Politics

“SA must combat the epidemic of youth drug misuse”. – Paul Mashatile

Mokgehle Lesiba

Paul Mashatile, the deputy president, has urged businesses, communities, and families to work together to combat the rising problem of drug usage and substance misuse, especially among youth.

Mashatile spoke on Wednesday (24 September 2025), during the Western Cape’s Bridgeton Sport Grounds’ Heritage Day festivities. He claimed that the government was concerned about the prevalence of drug addiction among minors, particularly because it causes young people to be stigmatised as “amaphara” (parasites). According to him, drug misuse has taken over the country like a devil. “It is our collective duty to fight against alcohol and drug misuse and collaborate to end comparable behaviours in our communities,” he stated.

In order to combat crime, racism, tribalism, gender-based violence, femicide, and other societal evils that impede the nation’s advancement. Mashatile said the nation must also unite. According to him, to be able to usher in a new postcolonial period, museums must be decolonised and Africanized via a people-centered process of knowledge generation and co-curation. Moreover, for our museums to effectively address the sensibilities, aspirations, and difficulties of the twenty-first century and beyond, we must embrace a dramatic shift in viewpoint inside these institutions.

“As heritage institutions around the world are evolving into development engines in line with the Sustainable Development Goals of the United Nations, this is an opportunity for a strategic shift.” Mashatile asserted that it was the duty of South Africans to protect and promote their culture both domestically and internationally.

He claimed that this was significant because heritage organisations fostered cultural identity, promoted harmony, and provided financial opportunities in industries like the arts and tourism. He stated that in order to guarantee the relevance and accessibility of heritage institutions, the nation needs to rethink and revitalise them. To create a socially cohesive society founded on democratic ideals like equality, freedom, human rights, and civil freedoms as guaranteed by our constitution, we must highlight the importance of heritage in our national endeavour.

Also to create a socially cohesive society founded on democratic ideals like equality, freedom, human rights, and civil freedoms as guaranteed by our constitution, we must highlight the importance of heritage in our national endeavour. “Our heritage embodies the very essence of our nationhood and the resilience of a people united in their diversity, so we are obligated to do so.” Galleries, theatres, archives, concerts, artwork, athletic codes, storytelling, indigenous games, and museums are all examples of how our cultural history is expressed in this unity in variety.

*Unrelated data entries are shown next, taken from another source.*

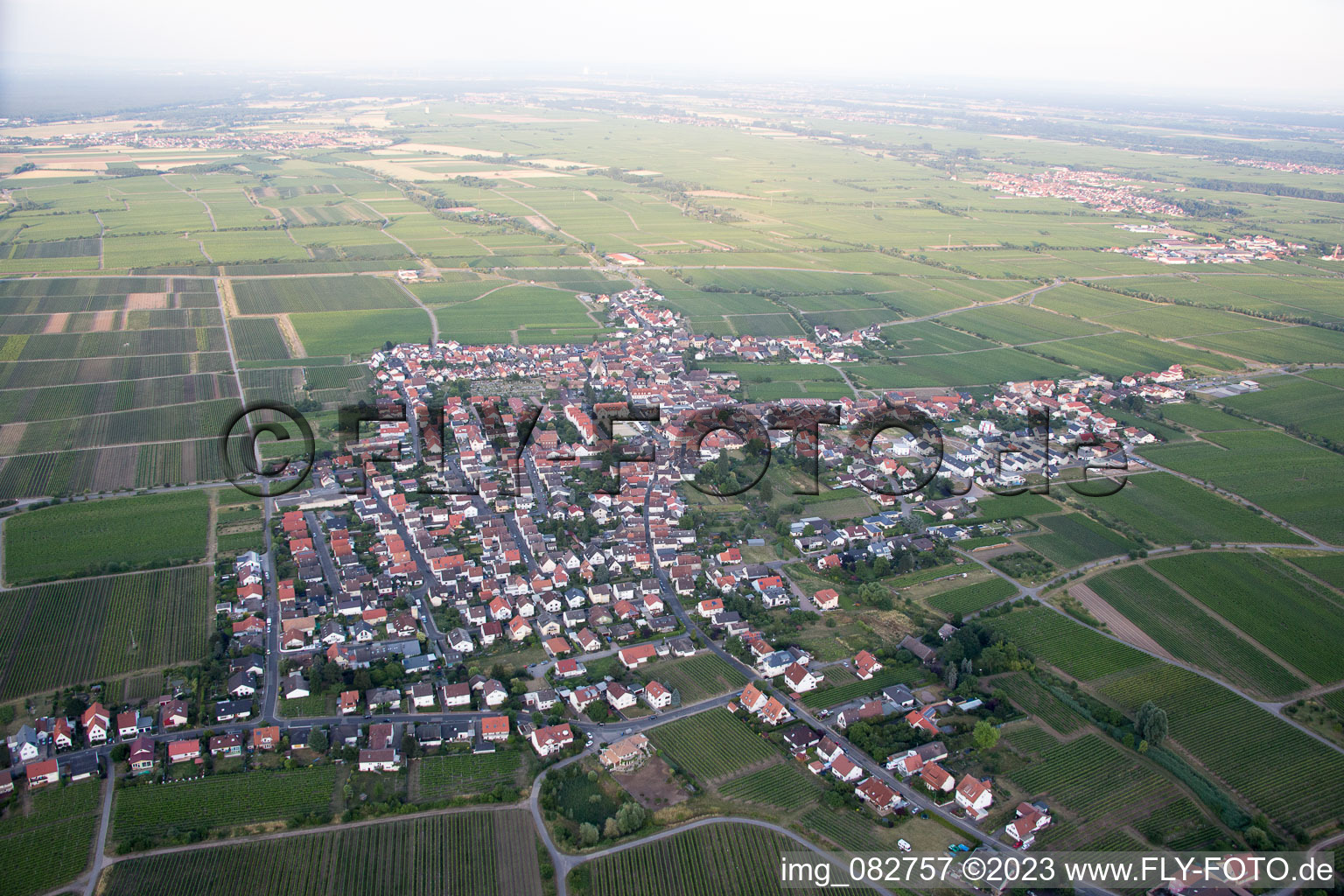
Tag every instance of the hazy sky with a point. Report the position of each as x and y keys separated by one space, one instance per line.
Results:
x=1176 y=49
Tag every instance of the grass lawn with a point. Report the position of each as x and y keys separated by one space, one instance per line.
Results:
x=89 y=537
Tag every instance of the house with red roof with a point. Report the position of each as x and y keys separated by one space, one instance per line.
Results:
x=553 y=739
x=827 y=599
x=185 y=751
x=937 y=778
x=637 y=655
x=878 y=795
x=975 y=797
x=43 y=773
x=657 y=696
x=865 y=665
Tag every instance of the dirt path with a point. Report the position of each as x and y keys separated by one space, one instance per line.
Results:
x=1120 y=626
x=290 y=336
x=226 y=294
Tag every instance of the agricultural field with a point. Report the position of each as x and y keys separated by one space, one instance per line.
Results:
x=972 y=597
x=127 y=622
x=1233 y=739
x=1066 y=645
x=257 y=339
x=1033 y=699
x=449 y=775
x=1188 y=633
x=1083 y=777
x=491 y=853
x=105 y=536
x=859 y=688
x=1166 y=509
x=782 y=786
x=148 y=813
x=296 y=294
x=1286 y=477
x=1306 y=618
x=710 y=745
x=1303 y=406
x=54 y=840
x=717 y=858
x=360 y=333
x=1075 y=539
x=696 y=679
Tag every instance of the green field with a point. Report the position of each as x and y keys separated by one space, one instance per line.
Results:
x=710 y=745
x=858 y=688
x=696 y=679
x=1166 y=509
x=1065 y=644
x=1085 y=775
x=316 y=294
x=1233 y=739
x=972 y=597
x=449 y=775
x=360 y=333
x=1038 y=702
x=1075 y=539
x=1191 y=634
x=717 y=858
x=1306 y=406
x=474 y=852
x=52 y=841
x=125 y=622
x=782 y=786
x=1306 y=620
x=90 y=537
x=1284 y=476
x=150 y=813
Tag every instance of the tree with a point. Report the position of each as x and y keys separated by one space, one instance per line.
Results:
x=1151 y=723
x=985 y=735
x=629 y=818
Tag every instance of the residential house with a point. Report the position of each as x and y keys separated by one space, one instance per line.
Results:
x=975 y=797
x=553 y=739
x=494 y=728
x=626 y=754
x=185 y=751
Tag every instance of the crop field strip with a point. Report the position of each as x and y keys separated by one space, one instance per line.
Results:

Africans’ cultural heritage practices were disrupted and destroyed by colonialism and apartheid, which broke up communities through forced removals, shattered families and ancestral lands, and established a subpar educational system centred on Bantu education, he said. He said that it was imperative to restore the dignity of African people. “It (apartheid) repressed African cultures, imposed segregation, and encouraged the disparaging use of the term ‘Bantu’ to dehumanise and undermine the identity of Black Africans.”